The research highlighted the common wealth management concerns shared by entrepreneurs following the sale of their business and the critical role of specialised wealth management advice in addressing these concerns and providing the peace of mind to entrepreneurs as they enter their next phase of life.

The four key insights provided by the entrepreneurs interviewed fell into one the following categories discussed in this paper:

  1. The major issues do not change.
  2. The entrepreneur's investment mindset after the sale.
  3. The entrepreneur's intergenerational mindset after the sale.
  4. Financial security does not always mean peace of mind.

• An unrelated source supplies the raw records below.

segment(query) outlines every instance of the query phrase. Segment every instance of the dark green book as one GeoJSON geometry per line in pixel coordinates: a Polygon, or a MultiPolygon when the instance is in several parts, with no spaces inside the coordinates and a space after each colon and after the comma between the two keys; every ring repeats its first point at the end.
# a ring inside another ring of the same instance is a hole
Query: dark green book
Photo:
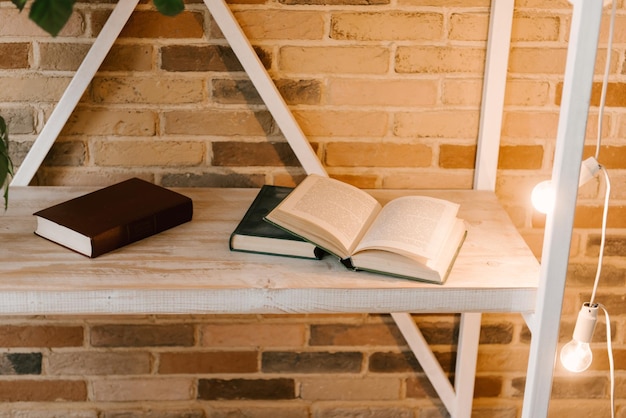
{"type": "Polygon", "coordinates": [[[248,211],[230,235],[231,251],[244,251],[287,257],[320,259],[324,251],[282,228],[266,222],[270,213],[293,190],[291,187],[264,185],[248,211]]]}

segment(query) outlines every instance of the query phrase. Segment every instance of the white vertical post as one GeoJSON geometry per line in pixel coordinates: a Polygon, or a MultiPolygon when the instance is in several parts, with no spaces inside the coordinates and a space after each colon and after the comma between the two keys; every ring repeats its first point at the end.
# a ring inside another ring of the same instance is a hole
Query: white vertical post
{"type": "Polygon", "coordinates": [[[124,0],[117,3],[111,16],[109,16],[100,34],[98,34],[98,37],[89,49],[87,56],[85,56],[80,67],[78,67],[74,78],[72,78],[63,96],[61,96],[61,100],[54,108],[50,119],[44,125],[41,133],[28,151],[26,158],[20,164],[11,181],[12,186],[28,186],[28,183],[33,179],[85,89],[93,79],[96,71],[98,71],[98,68],[100,68],[102,61],[104,61],[133,10],[135,10],[137,3],[139,3],[139,0],[124,0]]]}
{"type": "Polygon", "coordinates": [[[514,0],[492,0],[474,189],[495,190],[514,0]]]}
{"type": "Polygon", "coordinates": [[[591,98],[602,0],[574,0],[552,181],[554,211],[545,228],[542,264],[522,417],[548,414],[565,276],[578,194],[578,175],[591,98]]]}

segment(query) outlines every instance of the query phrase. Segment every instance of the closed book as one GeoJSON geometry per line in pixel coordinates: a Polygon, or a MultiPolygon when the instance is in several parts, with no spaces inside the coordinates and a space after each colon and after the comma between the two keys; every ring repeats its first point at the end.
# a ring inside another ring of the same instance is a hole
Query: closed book
{"type": "Polygon", "coordinates": [[[132,178],[34,215],[35,234],[93,258],[190,221],[193,202],[132,178]]]}
{"type": "Polygon", "coordinates": [[[263,218],[293,190],[291,187],[264,185],[230,236],[232,251],[321,258],[323,251],[304,239],[278,228],[263,218]]]}

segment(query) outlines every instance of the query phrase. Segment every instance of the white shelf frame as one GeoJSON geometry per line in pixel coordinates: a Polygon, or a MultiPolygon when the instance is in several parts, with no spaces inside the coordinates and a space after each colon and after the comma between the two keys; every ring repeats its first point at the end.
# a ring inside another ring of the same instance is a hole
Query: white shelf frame
{"type": "MultiPolygon", "coordinates": [[[[139,0],[125,0],[117,3],[50,119],[19,167],[12,186],[27,186],[31,182],[138,2],[139,0]]],[[[228,5],[223,0],[204,0],[204,3],[305,171],[326,175],[324,167],[228,5]]],[[[577,179],[602,12],[601,0],[574,0],[572,3],[574,5],[572,33],[553,170],[558,189],[555,213],[559,213],[559,216],[548,216],[536,311],[526,316],[532,331],[532,341],[522,410],[522,416],[525,418],[546,417],[548,411],[553,354],[558,340],[569,256],[569,245],[564,245],[564,241],[571,240],[577,179]],[[574,85],[577,86],[575,91],[572,89],[574,85]],[[551,280],[548,280],[548,277],[551,280]]],[[[513,11],[514,0],[492,1],[474,181],[474,188],[477,190],[495,190],[513,11]]],[[[470,418],[481,313],[461,314],[454,385],[448,381],[411,315],[408,313],[391,315],[451,417],[470,418]]]]}

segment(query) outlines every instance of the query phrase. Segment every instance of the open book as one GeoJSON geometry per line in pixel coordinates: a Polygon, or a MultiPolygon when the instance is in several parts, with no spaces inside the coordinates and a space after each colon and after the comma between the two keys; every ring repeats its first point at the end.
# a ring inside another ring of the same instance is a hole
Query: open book
{"type": "Polygon", "coordinates": [[[458,208],[427,196],[382,207],[354,186],[311,174],[266,220],[355,270],[443,283],[467,233],[458,208]]]}

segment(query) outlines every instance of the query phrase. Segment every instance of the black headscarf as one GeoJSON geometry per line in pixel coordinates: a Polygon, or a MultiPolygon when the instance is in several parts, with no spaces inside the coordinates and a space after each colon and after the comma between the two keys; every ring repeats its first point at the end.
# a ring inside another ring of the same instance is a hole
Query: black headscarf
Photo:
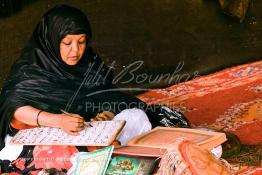
{"type": "Polygon", "coordinates": [[[42,17],[4,82],[0,96],[0,150],[12,116],[22,106],[52,113],[65,109],[88,120],[97,112],[118,113],[142,103],[119,90],[107,91],[115,88],[112,71],[93,52],[90,41],[89,21],[80,10],[60,5],[42,17]],[[67,34],[83,33],[86,50],[76,65],[67,65],[60,56],[60,41],[67,34]]]}

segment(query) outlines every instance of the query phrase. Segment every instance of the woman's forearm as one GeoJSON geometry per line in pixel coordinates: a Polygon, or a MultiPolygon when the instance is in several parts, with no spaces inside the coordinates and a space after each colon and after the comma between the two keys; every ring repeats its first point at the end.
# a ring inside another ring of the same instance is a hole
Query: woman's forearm
{"type": "Polygon", "coordinates": [[[14,118],[22,123],[27,125],[37,126],[38,124],[41,126],[50,126],[61,128],[61,116],[53,113],[49,113],[46,111],[42,111],[39,116],[39,109],[34,108],[32,106],[23,106],[18,108],[14,113],[14,118]]]}
{"type": "Polygon", "coordinates": [[[27,125],[61,128],[70,135],[79,135],[84,129],[84,119],[78,114],[53,114],[46,111],[39,113],[40,111],[32,106],[23,106],[15,111],[14,118],[27,125]]]}

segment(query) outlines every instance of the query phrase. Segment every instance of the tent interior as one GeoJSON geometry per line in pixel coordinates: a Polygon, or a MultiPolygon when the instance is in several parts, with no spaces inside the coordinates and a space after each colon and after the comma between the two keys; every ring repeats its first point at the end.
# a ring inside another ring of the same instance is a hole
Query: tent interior
{"type": "Polygon", "coordinates": [[[194,127],[228,132],[222,157],[261,173],[262,1],[1,0],[1,86],[41,16],[57,4],[88,16],[91,44],[113,67],[118,87],[179,110],[194,127]]]}

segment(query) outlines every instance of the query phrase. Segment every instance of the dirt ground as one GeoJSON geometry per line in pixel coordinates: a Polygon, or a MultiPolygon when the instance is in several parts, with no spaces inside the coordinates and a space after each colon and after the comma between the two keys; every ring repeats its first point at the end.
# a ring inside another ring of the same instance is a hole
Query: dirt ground
{"type": "MultiPolygon", "coordinates": [[[[260,0],[252,1],[242,23],[223,14],[214,0],[38,0],[0,19],[0,84],[41,16],[61,3],[88,15],[92,45],[107,64],[115,61],[116,74],[141,61],[141,67],[133,66],[136,76],[175,73],[181,82],[262,58],[260,0]]],[[[153,84],[134,78],[118,84],[163,87],[179,82],[153,84]]]]}

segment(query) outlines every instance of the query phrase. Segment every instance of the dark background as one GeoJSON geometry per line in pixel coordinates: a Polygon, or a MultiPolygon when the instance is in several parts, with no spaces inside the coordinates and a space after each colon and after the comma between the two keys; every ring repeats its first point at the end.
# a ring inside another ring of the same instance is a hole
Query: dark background
{"type": "MultiPolygon", "coordinates": [[[[1,8],[0,84],[41,16],[61,3],[88,15],[92,45],[107,64],[115,60],[116,75],[142,60],[135,76],[146,73],[151,80],[164,73],[179,76],[156,83],[121,79],[121,87],[165,87],[262,58],[261,0],[252,1],[242,23],[223,14],[218,0],[31,0],[5,17],[1,8]]],[[[124,78],[131,80],[128,75],[124,78]]]]}

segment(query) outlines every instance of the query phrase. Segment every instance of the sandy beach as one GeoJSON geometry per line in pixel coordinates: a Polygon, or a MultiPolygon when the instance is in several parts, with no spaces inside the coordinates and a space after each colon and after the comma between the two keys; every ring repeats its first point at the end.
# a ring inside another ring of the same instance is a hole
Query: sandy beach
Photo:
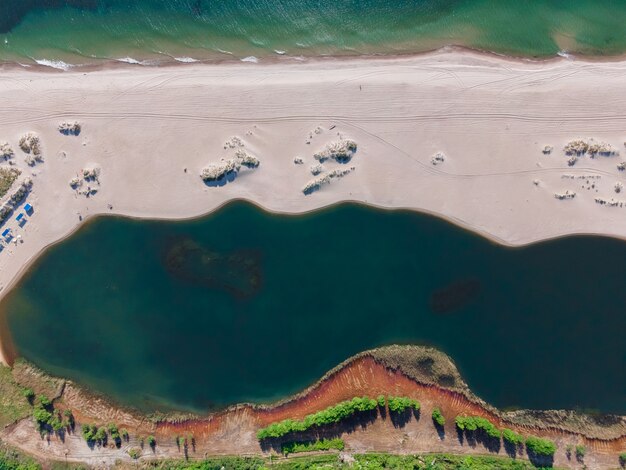
{"type": "Polygon", "coordinates": [[[20,227],[19,206],[2,226],[19,240],[0,252],[0,298],[43,249],[90,217],[197,217],[237,198],[289,213],[340,201],[410,208],[513,246],[569,234],[626,237],[617,184],[625,179],[624,76],[626,62],[467,51],[6,70],[0,143],[14,150],[10,161],[22,172],[15,184],[32,179],[24,203],[34,212],[20,227]],[[59,132],[66,121],[78,121],[80,134],[59,132]],[[33,166],[19,146],[29,132],[43,156],[33,166]],[[566,155],[576,139],[613,153],[566,155]],[[348,162],[314,157],[346,141],[356,145],[348,162]],[[220,183],[201,179],[221,159],[241,163],[241,152],[258,167],[240,165],[220,183]]]}

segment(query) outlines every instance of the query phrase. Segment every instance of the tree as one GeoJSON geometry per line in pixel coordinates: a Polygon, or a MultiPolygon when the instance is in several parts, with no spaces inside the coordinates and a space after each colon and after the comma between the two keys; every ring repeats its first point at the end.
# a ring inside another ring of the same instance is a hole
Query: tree
{"type": "Polygon", "coordinates": [[[441,414],[441,410],[439,408],[433,409],[432,417],[433,422],[436,426],[443,426],[444,424],[446,424],[446,418],[443,417],[443,414],[441,414]]]}
{"type": "Polygon", "coordinates": [[[96,433],[93,436],[93,440],[99,442],[100,444],[104,444],[107,440],[107,431],[104,427],[97,428],[96,433]]]}
{"type": "Polygon", "coordinates": [[[556,445],[549,439],[530,436],[526,439],[526,449],[538,456],[552,457],[556,452],[556,445]]]}

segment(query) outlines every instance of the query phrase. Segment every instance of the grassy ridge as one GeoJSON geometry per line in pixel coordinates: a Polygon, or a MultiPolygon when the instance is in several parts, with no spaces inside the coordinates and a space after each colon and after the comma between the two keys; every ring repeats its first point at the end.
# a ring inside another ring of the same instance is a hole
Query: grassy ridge
{"type": "Polygon", "coordinates": [[[0,428],[30,416],[31,407],[11,374],[11,369],[0,365],[0,428]]]}
{"type": "Polygon", "coordinates": [[[451,454],[391,455],[355,454],[354,464],[345,463],[338,455],[296,456],[288,459],[251,457],[221,457],[200,462],[164,460],[146,462],[145,468],[167,470],[305,470],[305,469],[412,469],[412,470],[531,470],[535,467],[525,461],[506,457],[457,456],[451,454]]]}
{"type": "Polygon", "coordinates": [[[309,442],[287,442],[281,446],[283,454],[297,454],[299,452],[316,452],[326,450],[343,450],[345,447],[341,439],[322,439],[309,442]]]}

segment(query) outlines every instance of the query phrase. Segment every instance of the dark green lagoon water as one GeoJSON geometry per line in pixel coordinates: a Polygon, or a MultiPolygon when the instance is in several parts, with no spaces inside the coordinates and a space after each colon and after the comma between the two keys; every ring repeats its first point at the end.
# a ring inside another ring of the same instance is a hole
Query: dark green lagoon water
{"type": "Polygon", "coordinates": [[[101,218],[3,301],[20,355],[142,409],[306,387],[359,351],[434,345],[501,406],[626,412],[626,243],[510,249],[412,212],[101,218]]]}
{"type": "Polygon", "coordinates": [[[3,0],[0,61],[626,52],[624,0],[3,0]]]}

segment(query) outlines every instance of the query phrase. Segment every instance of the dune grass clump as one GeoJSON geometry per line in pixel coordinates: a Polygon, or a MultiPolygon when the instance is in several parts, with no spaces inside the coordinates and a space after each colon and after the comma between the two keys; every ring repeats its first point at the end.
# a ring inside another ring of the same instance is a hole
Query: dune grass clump
{"type": "Polygon", "coordinates": [[[33,132],[24,134],[20,137],[18,144],[24,153],[32,154],[35,160],[41,161],[39,158],[41,157],[41,140],[37,134],[33,132]]]}
{"type": "Polygon", "coordinates": [[[322,150],[316,154],[313,154],[313,158],[320,163],[326,160],[332,159],[339,163],[349,162],[356,153],[357,145],[354,140],[339,140],[337,142],[331,142],[322,150]]]}
{"type": "Polygon", "coordinates": [[[202,181],[205,183],[218,182],[228,177],[237,176],[242,166],[255,169],[258,168],[260,164],[261,161],[257,157],[240,149],[235,152],[234,158],[207,165],[201,171],[200,178],[202,178],[202,181]]]}
{"type": "Polygon", "coordinates": [[[13,147],[8,142],[0,142],[0,158],[3,160],[10,160],[15,153],[13,147]]]}
{"type": "Polygon", "coordinates": [[[319,428],[352,417],[357,413],[371,412],[376,410],[378,402],[368,397],[354,397],[352,400],[330,406],[322,411],[307,415],[303,420],[285,419],[278,423],[272,423],[265,428],[259,429],[259,440],[279,438],[293,432],[304,432],[311,428],[319,428]]]}
{"type": "Polygon", "coordinates": [[[82,127],[78,121],[69,122],[64,121],[59,124],[59,132],[63,135],[78,135],[82,130],[82,127]]]}
{"type": "Polygon", "coordinates": [[[261,161],[257,157],[241,149],[235,152],[235,158],[239,160],[239,163],[246,168],[258,168],[258,166],[261,164],[261,161]]]}
{"type": "Polygon", "coordinates": [[[329,173],[326,173],[324,175],[318,176],[315,179],[312,179],[311,181],[309,181],[304,188],[302,188],[302,192],[305,195],[311,194],[319,189],[322,188],[322,186],[329,184],[333,179],[339,179],[339,178],[343,178],[345,175],[347,175],[348,173],[350,173],[352,170],[354,170],[354,167],[351,168],[345,168],[345,169],[336,169],[333,170],[329,173]]]}
{"type": "Polygon", "coordinates": [[[236,160],[224,160],[220,163],[208,165],[200,173],[204,182],[220,181],[227,176],[236,175],[241,165],[236,160]]]}

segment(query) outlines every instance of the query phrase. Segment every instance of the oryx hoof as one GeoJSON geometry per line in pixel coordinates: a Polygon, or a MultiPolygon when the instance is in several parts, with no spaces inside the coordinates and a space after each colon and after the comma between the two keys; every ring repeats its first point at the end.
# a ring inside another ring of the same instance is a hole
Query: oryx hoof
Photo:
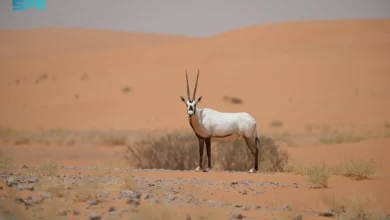
{"type": "Polygon", "coordinates": [[[211,168],[210,168],[210,167],[208,167],[208,168],[206,168],[206,169],[203,170],[203,172],[210,172],[210,171],[211,171],[211,168]]]}
{"type": "Polygon", "coordinates": [[[201,170],[200,167],[197,167],[197,168],[195,169],[196,172],[200,172],[200,170],[201,170]]]}
{"type": "Polygon", "coordinates": [[[250,169],[250,170],[249,170],[249,173],[256,173],[255,168],[250,169]]]}

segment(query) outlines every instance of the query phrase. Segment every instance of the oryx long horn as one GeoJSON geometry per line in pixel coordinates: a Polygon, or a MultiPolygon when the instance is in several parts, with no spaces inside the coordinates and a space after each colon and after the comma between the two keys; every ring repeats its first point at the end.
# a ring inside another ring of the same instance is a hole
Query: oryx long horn
{"type": "Polygon", "coordinates": [[[198,78],[199,78],[199,69],[198,69],[198,74],[196,75],[196,82],[195,82],[195,88],[194,88],[194,94],[192,100],[195,100],[196,88],[198,88],[198,78]]]}
{"type": "Polygon", "coordinates": [[[188,100],[190,100],[190,87],[188,85],[188,74],[187,74],[187,70],[186,70],[186,81],[187,81],[187,98],[188,100]]]}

1.The major issues do not change

The key concerns identified were:
  • Tax management: The desire to maximise the after-tax value of sale proceeds
  • Investing wisely: The objective of protecting and growing sale proceeds sensibly
  • Family impact: Ensuring the family is not adversely affected by the proceeds
  • Giving back to the community: Potentially forming a framework to give back to the community based on the family's values. Perhaps unsurprisingly, these key concerns were evergreen and very much shared by the latest round of interviewed entrepreneurs.

2.The entrepreneur's investment mindset after the sale

The emotional intensity of the road to liquidity affects how entrepreneurs wish to approach their next life stage and, in particular, how they want to manage the wealth created by the liquidity event.

The business owners' typical journey to liquidity can be illustrated through the timeline in Figure 1. This timeline, which is certainly not to scale given the build business phase is significantly longer than reflected, provides some insight into the demands associated in successfully selling a business.

Figure 1: The entrepreneur's liquidity journey

Source: Koda Capital

The relevance of this context is that following the sale, a period of reflection needs to begin and a significant mental shift for the entrepreneur needs to occur—from one of, 'How do I make it?' to one of, 'What do I do with it?'

The entrepreneur has typically built their wealth through a single business which they have controlled. A sale opens new opportunities, including to 'de-risk' their wealth (through diversification), personally reset and invest their wealth in a manner which aligns with what is important to them.

Koda's research reveals that while most business owners understand this opportunity, a lack of understanding of what to do next combined with the challenge of releasing control, often led to two common adverse outcomes:

  1. An investment strategy which does not de-risk their position in the way they expected (in other words, a portfolio of good ideas rather than a good portfolio).
  2. A lack of diversification in the investment portfolio.